Anak itu hanya diam saja. Di sisi lain dia takut kepada papinya, tapi di sisi lain juga dia sangat menginginkan gulali tersebut.
"Kamu mau yang bentuk apa?" tanya Tisha lagi.
Anak itu tampak berpikir. Lalu dia mendongak menatap Tisha dengan penuh keraguan.
"Pilih aja!" ucap Tisha dengan yakin sambil tersenyum.
Anak itu mengangguk, lalu sibuk memilih bentuk yang ia inginkan. Tidak menunggu waktu lama pilihannya jatuh pada bentuk kucing.
Anak itu menunjukkan bentuk mana yang dia pilih kepada Tisha dengan mata berbinar.
Sejenak Tisha mengagumi wajah berbinarnya. Tampak sekali jika dia senang dengan permen gulali yang ia pilih.
Tisha mengangguk lalu berkata pada pedagangnya, "Kak, mau yang bentuk kucing dua, ya!"
"Berapa, Kak?" sambung Tisha bertanya harga.
"Sepuluh ribu ya, Kak!" jawab pedangan permen gulali tersebut.
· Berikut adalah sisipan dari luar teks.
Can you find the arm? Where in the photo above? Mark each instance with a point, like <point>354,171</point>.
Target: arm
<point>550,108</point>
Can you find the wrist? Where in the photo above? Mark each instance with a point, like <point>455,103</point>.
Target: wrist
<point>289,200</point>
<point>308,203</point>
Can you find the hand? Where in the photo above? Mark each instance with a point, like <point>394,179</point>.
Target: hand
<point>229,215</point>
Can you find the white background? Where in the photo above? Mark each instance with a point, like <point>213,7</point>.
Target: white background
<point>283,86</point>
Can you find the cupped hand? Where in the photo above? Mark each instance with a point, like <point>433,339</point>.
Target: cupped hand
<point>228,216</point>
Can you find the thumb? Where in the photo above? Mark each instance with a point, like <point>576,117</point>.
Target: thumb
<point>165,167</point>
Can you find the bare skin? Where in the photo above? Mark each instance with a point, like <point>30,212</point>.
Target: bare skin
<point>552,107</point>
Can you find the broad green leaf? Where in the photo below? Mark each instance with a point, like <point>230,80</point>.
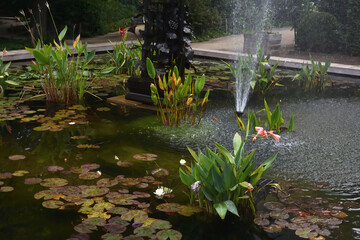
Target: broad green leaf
<point>225,153</point>
<point>187,179</point>
<point>150,68</point>
<point>193,154</point>
<point>40,57</point>
<point>221,209</point>
<point>231,207</point>
<point>237,142</point>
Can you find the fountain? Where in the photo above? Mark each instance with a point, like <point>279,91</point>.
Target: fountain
<point>249,18</point>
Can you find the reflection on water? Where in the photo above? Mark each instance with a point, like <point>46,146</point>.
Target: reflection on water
<point>323,148</point>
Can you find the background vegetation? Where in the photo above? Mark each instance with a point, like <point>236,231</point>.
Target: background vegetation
<point>213,18</point>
Tisha segera mengambil dompet dari dalam tas selempang berwarna hijau berbahan kanvas miliknya.
Di dalam dompet tersebut tampak uang pecahan sepuluh ribu dan seratus ribu.
"Pas, ada uang sepuluh ribu!" batin Tisha sembari mengambil uang tersebut.
Setelah membayar dan Tisha menerima dua permen gulali berbentuk kucing, Tisha memberikan salah satu permen gulali tersebut kepada anak kecil yang tampak tidak sabar menunggu.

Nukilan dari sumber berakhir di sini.